Crypto investing has become more popular in recent years. How does investing into a cryptocurrency like Bitcoin differ from traditional instruments?
It should be viewed as speculative. It’s crypto speculation rather than investing, in my opinion. The difference from a traditional investment, let’s say stocks, is that when we invest in stocks, the value of the company is what determines what the value of the share price should be. Whereas in the crypto market, the valuation is purely based on the supply and demand in the market and those market forces. So, because there is really no underlying fundamental value, it makes it very different from the traditional investment vehicles.
Is that similar to how investors view meme stocks?
It’s very similar to meme stock investing, where the value of the company is completely divorced from the fundamentals of the firm. Really, you do it in hopes that someone is willing to pay a higher price for that speculative asset.
How are cryptocurrency values derived?
Sometimes investors talk about values being tied to how much it costs to, let’s say, mine an additional coin. Really? How much it costs to produce something doesn’t determine the value of it. If I go and build myself a really cool house, and I spend $2,000,000 on the materials to build that house, the house is not worth $2,000,000 until the market determines the value of it.
It’s purely supply and demand, and that’s what makes it so dangerous. When that demand gets spooked by various events, the market value of that coin can drop dramatically from 100 to zero in a day.
What are some of the cryptocurrency risks investors should consider before purchasing?

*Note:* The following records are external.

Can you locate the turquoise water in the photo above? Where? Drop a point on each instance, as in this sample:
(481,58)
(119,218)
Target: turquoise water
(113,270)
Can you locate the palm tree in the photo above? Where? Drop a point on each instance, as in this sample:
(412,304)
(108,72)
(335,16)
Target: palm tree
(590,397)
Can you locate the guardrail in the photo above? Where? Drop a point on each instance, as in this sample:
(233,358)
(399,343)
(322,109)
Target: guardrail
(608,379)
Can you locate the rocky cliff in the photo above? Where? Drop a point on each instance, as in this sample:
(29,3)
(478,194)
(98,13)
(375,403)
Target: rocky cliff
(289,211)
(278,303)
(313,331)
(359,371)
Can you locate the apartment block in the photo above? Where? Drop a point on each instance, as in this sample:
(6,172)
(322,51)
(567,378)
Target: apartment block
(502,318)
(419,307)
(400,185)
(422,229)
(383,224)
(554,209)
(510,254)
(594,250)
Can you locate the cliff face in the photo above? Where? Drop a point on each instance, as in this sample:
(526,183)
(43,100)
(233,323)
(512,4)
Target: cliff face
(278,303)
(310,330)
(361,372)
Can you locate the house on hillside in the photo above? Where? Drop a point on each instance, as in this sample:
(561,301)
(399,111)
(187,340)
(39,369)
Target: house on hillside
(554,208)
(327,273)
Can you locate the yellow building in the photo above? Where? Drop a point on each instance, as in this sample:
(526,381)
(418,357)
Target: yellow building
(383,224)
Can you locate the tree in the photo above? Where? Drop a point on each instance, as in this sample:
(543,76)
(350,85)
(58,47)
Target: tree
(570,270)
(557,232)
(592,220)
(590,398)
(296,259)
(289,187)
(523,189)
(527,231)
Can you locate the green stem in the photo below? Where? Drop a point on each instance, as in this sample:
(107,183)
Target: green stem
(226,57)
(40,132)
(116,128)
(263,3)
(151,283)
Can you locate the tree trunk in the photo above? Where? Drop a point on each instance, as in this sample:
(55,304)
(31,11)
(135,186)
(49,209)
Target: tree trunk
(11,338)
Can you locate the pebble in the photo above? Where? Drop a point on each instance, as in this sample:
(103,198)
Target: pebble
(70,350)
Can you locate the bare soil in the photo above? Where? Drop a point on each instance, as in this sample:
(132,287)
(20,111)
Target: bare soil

Any person who enters that market and starts trading crypto should have an understanding that it is a Wild West. It’s unregulated. Scammers will be out there. Big pools of money might be manipulating the trades. You can lose everything.
When you start hearing about people who never dabbled in investing putting their life savings into cryptocurrency, it’s heartbreaking and scary. They may not understand the risks.
Does that lack of regulation make cryptocurrencies susceptible to bad actors?
There always has been market manipulation, and there always will be. It is illegal, but there is much more transparency in stock trading. Because of the anonymity of the crypto market, it is very difficult to find that market manipulation and know who might be doing it. It’s just the nature of that market. It makes it easy for sophisticated bad actors to take advantage of less experienced traders, sometimes even first-time investors, who may not know that any of this is happening.